By Alejandra Moreno
Mexico City, February 2025 – “At any given time, if I have money from donations and we don’t have groceries, I go to the store in the morning to buy it and cook for the people,” says Don Juan, director of the Guadalupano Shelter in the Colonia Roma, Mexico City. Beyond his managerial responsibilities, Don Juan assumes a deeply personal role: caring for more than 40 people, who rely on the shelter.
I ask, surprised, if anyone else helps him with the work that the shelter does. “No,” he replies. He manages both administrative and operational matters, management, and, as he puts it, serving as the “father” of the household. This means caring for, protecting, and sometimes even scolding the people who live under that roof.
For nearly 35 years, the Guadalupano Shelter has provided a haven for pediatric patients from Mexico City and their families, offering them shelter and food during their most challenging times. Now under Don Juan’s leadership, the shelter continues its mission by touching countless lives.
The “invisibles ones” in the Mexican health system
Although Mexico has a public health system that, through federal and state public institutions, is responsible for the coverage of clinical procedures, consultations, and surgeries, it is also a known reality that access to this public service comes with accessibility challenges for those entitled to it, who, once they begin their treatments, must face long hours of waiting, as well as delayed follow-ups due to the saturation of the public health service in Mexico.

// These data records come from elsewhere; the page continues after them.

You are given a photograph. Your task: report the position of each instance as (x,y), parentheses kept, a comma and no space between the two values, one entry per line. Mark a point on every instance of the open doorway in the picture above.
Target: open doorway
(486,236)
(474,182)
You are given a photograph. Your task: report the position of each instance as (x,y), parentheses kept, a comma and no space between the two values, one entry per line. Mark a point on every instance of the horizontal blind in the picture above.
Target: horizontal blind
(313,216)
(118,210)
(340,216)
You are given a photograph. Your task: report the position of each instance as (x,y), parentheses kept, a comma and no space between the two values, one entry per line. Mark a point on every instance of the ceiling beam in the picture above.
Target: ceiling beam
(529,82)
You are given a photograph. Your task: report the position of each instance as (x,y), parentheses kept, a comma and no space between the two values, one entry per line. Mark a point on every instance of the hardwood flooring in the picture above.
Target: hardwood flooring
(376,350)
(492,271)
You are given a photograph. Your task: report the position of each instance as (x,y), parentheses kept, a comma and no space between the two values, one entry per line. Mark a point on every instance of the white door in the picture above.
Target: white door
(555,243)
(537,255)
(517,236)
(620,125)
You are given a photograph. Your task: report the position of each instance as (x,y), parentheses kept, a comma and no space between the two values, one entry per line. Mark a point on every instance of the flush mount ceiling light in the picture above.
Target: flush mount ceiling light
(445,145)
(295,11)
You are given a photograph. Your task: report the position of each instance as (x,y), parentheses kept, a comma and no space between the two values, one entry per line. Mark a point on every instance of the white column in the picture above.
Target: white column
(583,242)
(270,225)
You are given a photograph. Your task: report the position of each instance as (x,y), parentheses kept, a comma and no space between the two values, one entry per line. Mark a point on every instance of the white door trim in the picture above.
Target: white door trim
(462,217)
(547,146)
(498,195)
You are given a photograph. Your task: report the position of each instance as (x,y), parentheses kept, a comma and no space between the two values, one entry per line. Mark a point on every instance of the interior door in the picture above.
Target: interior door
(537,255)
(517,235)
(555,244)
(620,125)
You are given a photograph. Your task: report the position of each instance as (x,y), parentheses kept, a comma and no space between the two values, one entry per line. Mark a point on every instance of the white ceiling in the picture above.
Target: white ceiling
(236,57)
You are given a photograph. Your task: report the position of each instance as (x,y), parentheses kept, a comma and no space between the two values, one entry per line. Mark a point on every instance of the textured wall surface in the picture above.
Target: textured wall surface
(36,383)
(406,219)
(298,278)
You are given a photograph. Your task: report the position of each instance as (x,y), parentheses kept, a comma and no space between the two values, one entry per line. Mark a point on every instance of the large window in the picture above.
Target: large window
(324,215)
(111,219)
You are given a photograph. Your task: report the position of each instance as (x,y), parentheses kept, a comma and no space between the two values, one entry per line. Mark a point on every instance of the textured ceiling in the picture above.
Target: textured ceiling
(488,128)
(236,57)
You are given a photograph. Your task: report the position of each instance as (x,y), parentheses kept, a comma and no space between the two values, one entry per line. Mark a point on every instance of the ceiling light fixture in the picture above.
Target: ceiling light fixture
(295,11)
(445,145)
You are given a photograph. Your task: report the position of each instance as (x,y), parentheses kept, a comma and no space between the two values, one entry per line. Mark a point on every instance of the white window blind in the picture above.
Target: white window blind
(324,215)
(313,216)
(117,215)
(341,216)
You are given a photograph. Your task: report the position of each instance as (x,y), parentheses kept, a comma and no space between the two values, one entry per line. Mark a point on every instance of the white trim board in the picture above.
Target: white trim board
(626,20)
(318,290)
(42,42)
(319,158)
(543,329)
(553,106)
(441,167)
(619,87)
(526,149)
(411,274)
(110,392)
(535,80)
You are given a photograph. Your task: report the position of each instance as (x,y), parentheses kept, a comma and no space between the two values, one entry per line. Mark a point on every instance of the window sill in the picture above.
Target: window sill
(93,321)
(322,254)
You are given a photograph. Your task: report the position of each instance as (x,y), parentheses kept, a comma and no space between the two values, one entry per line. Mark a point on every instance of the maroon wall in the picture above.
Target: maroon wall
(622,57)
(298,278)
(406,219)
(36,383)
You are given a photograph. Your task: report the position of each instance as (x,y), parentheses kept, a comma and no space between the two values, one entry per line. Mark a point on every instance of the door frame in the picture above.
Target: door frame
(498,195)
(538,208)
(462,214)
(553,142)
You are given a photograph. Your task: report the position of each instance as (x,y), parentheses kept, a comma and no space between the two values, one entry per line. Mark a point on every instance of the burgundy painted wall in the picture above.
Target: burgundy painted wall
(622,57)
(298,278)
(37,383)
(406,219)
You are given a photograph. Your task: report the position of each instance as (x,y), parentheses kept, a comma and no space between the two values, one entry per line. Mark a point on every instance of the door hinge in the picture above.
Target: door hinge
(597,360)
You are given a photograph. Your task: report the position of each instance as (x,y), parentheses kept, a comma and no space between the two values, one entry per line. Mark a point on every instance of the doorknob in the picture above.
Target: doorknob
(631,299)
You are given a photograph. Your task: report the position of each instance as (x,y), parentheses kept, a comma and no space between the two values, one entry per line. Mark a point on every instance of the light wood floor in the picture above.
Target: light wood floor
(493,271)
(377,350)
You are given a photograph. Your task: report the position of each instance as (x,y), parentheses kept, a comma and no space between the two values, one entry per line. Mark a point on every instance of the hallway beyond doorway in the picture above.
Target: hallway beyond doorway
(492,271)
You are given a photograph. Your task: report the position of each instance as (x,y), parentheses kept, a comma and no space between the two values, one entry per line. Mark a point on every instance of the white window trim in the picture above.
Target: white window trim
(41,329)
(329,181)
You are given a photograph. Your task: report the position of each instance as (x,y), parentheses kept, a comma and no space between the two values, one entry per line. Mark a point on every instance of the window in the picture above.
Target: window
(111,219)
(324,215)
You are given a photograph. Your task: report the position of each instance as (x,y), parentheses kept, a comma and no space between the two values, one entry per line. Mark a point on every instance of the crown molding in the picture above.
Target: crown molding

Amid these difficulties, there is a less visible but equally crucial problem: the well-being of those who accompany the patients. What happens to families who must travel from distant locations for long-term treatments? Many of them endure weeks or even months away from home, with no clear options for lodging or food.
Hospitals, already overloaded, lack the capacity to meet these “secondary” needs.. However, as the United Nations emphasizes, the right to health goes beyond medical care to include an environment that promotes comprehensive well-being: clean water, adequate food, and decent living conditions.
An oasis in the vast urban desert
In this context, shelters for patients’ relatives emerge as a necessary refuge, offering support to those who also need care while they care for them.
By offering asylum and support to patients for the duration of their treatment, shelters become a cornerstone of the right to health; without them, many of these treatments would not be possible. In Mexico, although there are government-run shelters, they often operate under stricter policies: they are only open for the night, and only one relative is allowed per patient.
The Guadalupano Shelter, however , offers a more comprehensive approach. All relatives are admitted, and both patients and families can also stay during the day – for as long as needed. When asked what activities the relatives and patients do during the day at the Shelter, with a friendly laugh he answers “rest, that’s what they need.”
Offering rest, security, empathy and food to those who, in addition to the burden of having a sick family member, must deal with fatigue accumulated over months or even years, is an admirable task.
At the cost of endless and sometimes poorly paid hours of physical, mental, and emotional work, Don Juan makes sure that the families’ sleep is not disturbed more than the illnesses they already deal with. The Shelter is like an oasis in the middle of a desert of uncertainty and worry about the future.
Don Juan tells us that there are patients who have been there for years, and some others, unfortunately, do not see the time to return home approaching.
“We have a patient who has just received a very difficult diagnosis; he will have to spend a year hospitalized and bedridden in the Children’s Hospital, and we are looking for a way to get some books or things with which he can entertain himself, and of course, take care of the family.”
And this is where the difference between the Guadalupano Shelter and the others is evident: They do not care for patients, nor do they care for family members, nor do they care for numbers. It is about caring for people.
And these people, in most cases, become family, when they find, in a hostile and overcrowded metropolis like Mexico City, a helping hand that offers unconditional and human support, regardless of whether it is for 2 months or 10 years.
Sometimes, Don Juan also suffers from frustration and despair, and he tells us that, like in every family, there are discussions, dramas, and fights, but without a doubt also a love and care that is often absent from the cold and bureaucratic environment of public shelters.
To keep caring: Stories and future challenges
Caring for people goes beyond the technical; for Don Juan, and the Shelter, the well-being of patients and families becomes a community matter, where everyone, including other beneficiaries, intervene.
Success stories also abound at the Shelter. For example, Alondra stayed at the shelter while battling cancer for months, and ultimately overcame her illness. Or a patient from Michoacán, now in remission, continues to visit the shelter when she travels to Mexico City for periodic check-ups.
The Guadalupano Shelter, not being an authorized donor, cannot receive monetary donations. However, donations in kind, or on-site volunteering, are always necessary: medications (pediatric and specialized), psychological volunteering, food or money are welcome.
Without those who empathize with the cause, the shelter would not only be unable to support the children and their families, but could even cease to exist.